Qadar Laila Tul, Ahmed Zohaib M, Munawar Maham, Hasan Choudhary A, Iqbal Syed Umair
Internal Medicine, Dow University of Health Sciences (DUHS), Karachi, PAK.
Cureus. 2019 Jun 11;11(6):e4885. doi: 10.7759/cureus.4885.

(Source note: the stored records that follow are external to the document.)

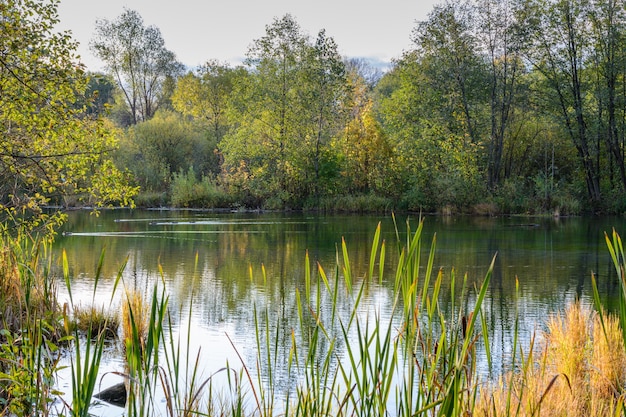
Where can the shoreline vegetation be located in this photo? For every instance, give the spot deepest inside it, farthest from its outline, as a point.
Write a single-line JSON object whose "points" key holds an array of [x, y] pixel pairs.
{"points": [[421, 361]]}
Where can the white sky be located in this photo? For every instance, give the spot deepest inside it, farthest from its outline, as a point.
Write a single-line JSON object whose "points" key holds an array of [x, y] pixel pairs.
{"points": [[199, 30]]}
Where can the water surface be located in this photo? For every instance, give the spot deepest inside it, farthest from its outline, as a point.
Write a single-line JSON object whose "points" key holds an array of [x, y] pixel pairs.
{"points": [[212, 264]]}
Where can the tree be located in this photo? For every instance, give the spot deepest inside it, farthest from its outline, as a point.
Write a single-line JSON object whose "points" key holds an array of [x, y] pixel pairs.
{"points": [[608, 26], [266, 108], [326, 82], [496, 34], [136, 57], [557, 43], [50, 148], [205, 94], [447, 49]]}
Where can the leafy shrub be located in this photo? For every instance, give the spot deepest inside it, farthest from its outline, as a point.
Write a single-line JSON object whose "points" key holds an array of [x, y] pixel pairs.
{"points": [[188, 191], [366, 203]]}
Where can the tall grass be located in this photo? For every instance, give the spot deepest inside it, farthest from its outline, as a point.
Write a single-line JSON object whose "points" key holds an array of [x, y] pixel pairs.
{"points": [[420, 359]]}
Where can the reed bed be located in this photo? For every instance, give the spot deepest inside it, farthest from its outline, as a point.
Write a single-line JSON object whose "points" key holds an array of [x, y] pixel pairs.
{"points": [[419, 360]]}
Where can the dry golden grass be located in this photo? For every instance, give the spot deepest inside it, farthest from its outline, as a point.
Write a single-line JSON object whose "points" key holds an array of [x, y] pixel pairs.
{"points": [[26, 293], [580, 371], [96, 320], [135, 317]]}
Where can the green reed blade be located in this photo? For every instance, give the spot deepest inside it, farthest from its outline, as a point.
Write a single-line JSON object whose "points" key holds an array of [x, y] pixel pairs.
{"points": [[375, 245]]}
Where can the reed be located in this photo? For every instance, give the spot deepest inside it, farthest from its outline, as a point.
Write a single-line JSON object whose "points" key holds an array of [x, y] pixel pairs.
{"points": [[96, 320], [30, 330], [579, 370], [420, 360], [87, 352]]}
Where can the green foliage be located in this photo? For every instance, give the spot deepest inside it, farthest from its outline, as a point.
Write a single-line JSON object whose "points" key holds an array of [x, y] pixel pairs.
{"points": [[287, 112], [136, 57], [166, 144], [50, 148], [188, 191], [30, 328]]}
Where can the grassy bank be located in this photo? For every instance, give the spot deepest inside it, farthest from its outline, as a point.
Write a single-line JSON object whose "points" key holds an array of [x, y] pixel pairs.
{"points": [[420, 360]]}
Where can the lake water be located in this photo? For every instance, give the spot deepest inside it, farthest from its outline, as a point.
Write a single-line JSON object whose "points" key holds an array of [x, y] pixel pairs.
{"points": [[213, 263]]}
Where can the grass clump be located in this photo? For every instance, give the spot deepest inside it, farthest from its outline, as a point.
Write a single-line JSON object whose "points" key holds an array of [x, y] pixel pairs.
{"points": [[135, 319], [94, 320], [579, 370]]}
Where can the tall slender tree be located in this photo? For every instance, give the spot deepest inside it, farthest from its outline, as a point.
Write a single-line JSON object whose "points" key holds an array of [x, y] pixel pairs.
{"points": [[136, 56], [557, 44], [51, 148]]}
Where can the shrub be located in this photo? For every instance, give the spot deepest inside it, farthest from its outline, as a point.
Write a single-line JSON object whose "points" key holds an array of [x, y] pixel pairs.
{"points": [[187, 191]]}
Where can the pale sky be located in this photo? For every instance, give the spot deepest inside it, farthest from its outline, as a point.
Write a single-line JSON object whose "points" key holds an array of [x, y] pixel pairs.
{"points": [[197, 31]]}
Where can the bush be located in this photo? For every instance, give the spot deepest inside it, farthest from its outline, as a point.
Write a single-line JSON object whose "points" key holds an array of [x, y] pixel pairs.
{"points": [[187, 191]]}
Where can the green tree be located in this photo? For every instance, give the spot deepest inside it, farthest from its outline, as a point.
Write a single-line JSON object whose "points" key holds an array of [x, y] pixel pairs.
{"points": [[50, 149], [205, 95], [608, 27], [496, 32], [325, 93], [167, 144], [557, 43], [136, 56]]}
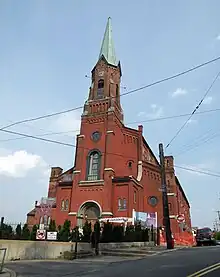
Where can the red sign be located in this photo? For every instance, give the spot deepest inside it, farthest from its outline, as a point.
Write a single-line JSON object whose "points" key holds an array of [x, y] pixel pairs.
{"points": [[180, 218]]}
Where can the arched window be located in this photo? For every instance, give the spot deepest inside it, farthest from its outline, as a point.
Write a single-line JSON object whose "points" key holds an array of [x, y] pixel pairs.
{"points": [[124, 204], [117, 91], [100, 91], [62, 205], [93, 166], [45, 219], [67, 205], [135, 197], [120, 204], [170, 207]]}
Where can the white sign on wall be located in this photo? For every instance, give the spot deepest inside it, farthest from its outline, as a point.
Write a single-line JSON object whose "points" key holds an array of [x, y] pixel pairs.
{"points": [[41, 235]]}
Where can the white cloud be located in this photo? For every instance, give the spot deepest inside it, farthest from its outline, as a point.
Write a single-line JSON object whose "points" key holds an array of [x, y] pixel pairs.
{"points": [[67, 122], [19, 163], [192, 121], [208, 100], [197, 169], [156, 112], [179, 92]]}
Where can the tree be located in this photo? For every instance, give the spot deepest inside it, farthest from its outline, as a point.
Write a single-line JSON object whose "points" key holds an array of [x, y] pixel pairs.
{"points": [[87, 230], [6, 231], [52, 226], [34, 232], [25, 234], [64, 234], [18, 232]]}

Laurence-Moon-Bardet-Biedl syndrome (LMBBS) is a rare autosomal recessive (AR) disorder. It is characterized predominantly by hypogonadism, polydactyly, retinitis pigmentosa, obesity, and mental retardation. Herein, we present a classic case of LMBBS with generalized body edema, abdominal distension, and positive fluid thrill in a 32-year-old male. LMBBS patients are friendly with a happy predisposition, proper management, and regular examinations should be done in order to maintain healthy organ function and to avoid an early death. Renal failure is the most common cause of mortality in LMBBS patients.
劳伦斯-穆恩-巴德-比德尔综合征(LMBBS)是一种罕见的常染色体隐性(AR)疾病。其主要特征为性腺功能减退、多指(趾)畸形、色素性视网膜炎、肥胖和智力迟钝。在此,我们报告一例32岁男性的经典LMBBS病例,该患者出现全身性水肿、腹胀及液波震颤阳性。LMBBS患者性格友善,易有愉悦的倾向,应进行适当管理并定期检查,以维持器官功能健康并避免过早死亡。肾衰竭是LMBBS患者最常见的死亡原因。